There are few people (says the article) who on finding a slug in their garden do not instinctively shrink from it and are loath to touch it. Yet there is a Yorkshireman who has made slugs his hobby for twenty years. Mr. Denison Roebuck was the first person in Great Britain to specialise in slugs. In two or three years he was able to obtain some thousands of specimens from different parts of the British Isles. There are only seventeen species known to this country, and Mr. Roebuck has discovered from anatomical evidence five of them. Thus his hobby has been of service to science.

On Wednesday 13th July 1904 he explained that he had been a naturalist for some years before he found his distinctive study.

“Finding that slugs had been neglected,” he said, “I devoted my attention to them. I have been assisted by naturalists all over the country. There are only four counties in Great Britain from which we have not received some specimens – Hunts, Oxford, North Wilts, and Carmarthen. I am specially anxious to get living specimens from most counties except Yorkshire and the Midlands, which we have pretty well finished. Large and small slugs, common or rare, will be thankfully received. They must be alive, and should be packed in moss or grass in airtight tin boxes. The boxes must not have holes in them, and it is very important that the date and place of collection be given. Slugs are not all destructive, and only two are enemies of the gardener – the little black, tough-skinned slug of the garden known as Arion Hortensis, and the yellow slug of the field, the Agriolima Agrestis.”

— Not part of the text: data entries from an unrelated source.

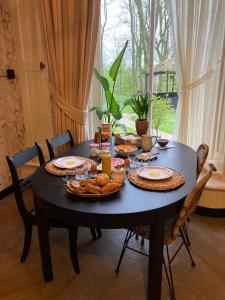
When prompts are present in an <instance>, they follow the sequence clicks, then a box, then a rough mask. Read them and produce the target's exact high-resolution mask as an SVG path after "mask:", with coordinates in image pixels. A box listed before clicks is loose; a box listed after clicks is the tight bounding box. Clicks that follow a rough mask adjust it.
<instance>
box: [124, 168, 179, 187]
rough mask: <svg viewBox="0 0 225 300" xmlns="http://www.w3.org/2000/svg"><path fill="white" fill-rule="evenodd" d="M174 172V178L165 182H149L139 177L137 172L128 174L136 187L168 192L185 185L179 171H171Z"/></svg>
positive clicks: (171, 178) (129, 177) (133, 172)
mask: <svg viewBox="0 0 225 300" xmlns="http://www.w3.org/2000/svg"><path fill="white" fill-rule="evenodd" d="M171 170H172V171H173V176H172V177H170V178H168V179H164V180H148V179H143V178H141V177H139V176H138V175H137V170H133V171H131V172H130V173H129V174H128V179H129V181H130V182H131V183H133V184H134V185H136V186H138V187H140V188H142V189H145V190H153V191H168V190H173V189H176V188H177V187H179V186H181V185H182V184H184V183H185V179H184V176H183V175H182V174H181V173H180V172H178V171H177V170H174V169H171Z"/></svg>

Mr. Roebuck’s address is 259 Hyde Park Road, Leeds.

The results of Mr. Roebuck’s work will be published in the next volume of a monograph on land and fresh water mollusca of the British Isles, which is being edited by Mr. John W. Taylor, another distinguished Leeds naturalist. Mr. Roebuck and Mr. Taylor founded the Conchological Society and the Journal of Conchology, and Leeds has a Conchological Club, which is quite a model, for out of eleven members there is an average attendance of ten at the meetings.

Bees In Bishopstrow Church

From the Hull Daily Mail, issue dated Tuesday 23rd November 1897:

Bees in church. – On Sunday evening the congregation of the parish church at Bishopstrow, Wiltshire, were startled by the appearance of a number of bees. By the time the Psalms were reached, the building reminded one of “swarming time.” The Vicar [George Atwood] struggled bravely until the sermon, when the bees stung the reverend gentleman so badly that he was forced to beat a hasty retreat from the pulpit and leave his flock without a sermon. The churchwardens too were singled out for the bees’ attention, and about 20 of the congregation were also stung. In the end the irreligious bees carried the day, and the service to abrupt termination.

A Stork At Codford

The Warminster Herald, Saturday 9 September 1882, reported:

Successful capture of a stork at Codford.

On Monday last, Mr. Coles, brewer, of this village, shot a stork of large dimensions. It appears that while he was at dinner, this bird pitched in the yard of the George Inn, and flew from there to the chimney stack of his brewery. A messenger came for him, and informed him of the imposing object. He seized his gun, but on arriving at the spot the bird made its escape into some adjoining fields where, after a rather long chase, Mr. Coles succeeded in bagging it. The bird stands 4 feet high, and measures 6 feet 6 inches from one wing tip to the other, and weighs six pounds. Numbers of visitors have called on him to see the bird, which is being preserved. Another stork was also seen the same evening in the neighbourhood of the Rifle Butts.